Military relations with US looking rosy, Beijing says

NO WORRIES:China said its amphibious ship involved in a confrontation with a US cruiser on Dec. 5 had ‘handled the matter in strict accordance with operational procedures’

AP, BEIJING

Military relations with the US face a rosy outlook, the Chinese Ministry of National Defense said yesterday in an apparent attempt to limit damage from a recent confrontation between the countries’ navies in the South China Sea.

A ministry statement said the sides discussed issues relating to the Dec. 5 incident through normal channels and “carried out effective communication.”

“Relations between the Chinese and US militaries enjoy excellent prospects for development and both sides are willing to boost communication, coordinate closely, and work to maintain regional peace and stability,” the statement said.

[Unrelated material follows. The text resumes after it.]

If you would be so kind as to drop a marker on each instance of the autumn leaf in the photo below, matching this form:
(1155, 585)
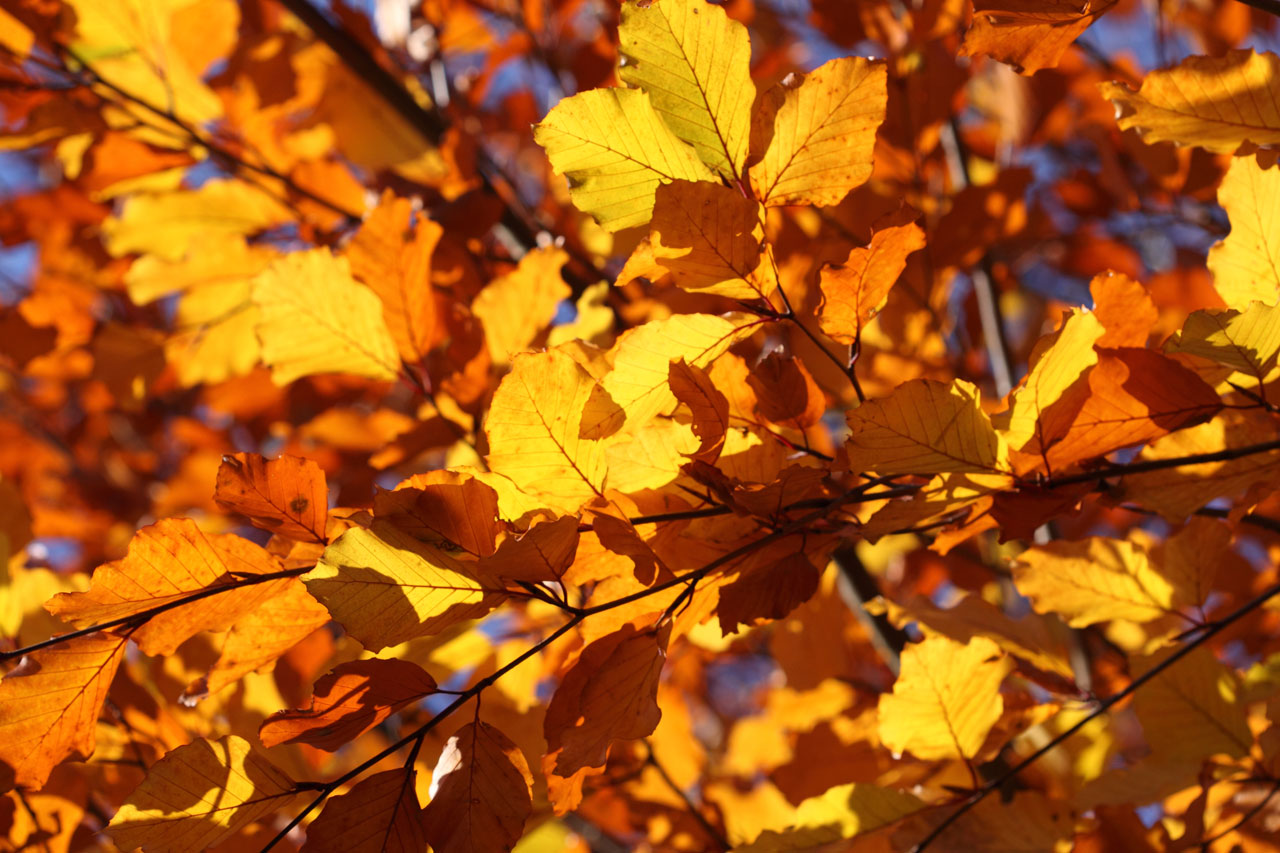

In its first official comment on the incident, the ministry offered few details other than to say the Chinese amphibious ship involved had been on regular patrol and “appropriately handled the matter in strict accordance with operational procedures.”

The US Pacific Fleet has said the cruiser USS Cowpens maneuvered to avoid a collision while operating in international waters. It said both vessels eventually “maneuvered to ensure safe passage” after discussions between officers onboard.

However, a newspaper published by the ruling Chinese Communist Party on Monday accused the US ship of crowding Chinese ships accompanying the country’s first aircraft carrier on sea trials.

The Global Times said the Cowpens came within 45km of the Chinese squadron, inside what it called its “inner defense layer.”

The incident came amid heightened tensions over China’s expanding navy and growing assertiveness in the region, where it claims vast areas of heavily trafficked waters and numerous island groups.

Beijing recently declared a new air defense identification zone over parts of the East China Sea that encompasses Japanese-controlled islands claimed by China, prompting heavy criticism and defiance from Washington, Tokyo and others.

During visits this week, US Secretary of State John Kerry said Washington would provide more than US$70 million in security assistance to Vietnam and the Philippines — countries locked in competing claims with China over territory in the South China Sea.

The Dec. 5 confrontation was the most serious incident between the two navies since 2009, when Chinese ships and planes repeatedly harassed the US ocean surveillance vessel USNS Impeccable in the South China Sea.

Partly to avoid such confrontations, the US has been pushing for increased exchanges and limited joint exercises with the Chinese military.

Next year, China’s navy is set to take part for the first time in a major international maritime exercise known as the Rim of the Pacific.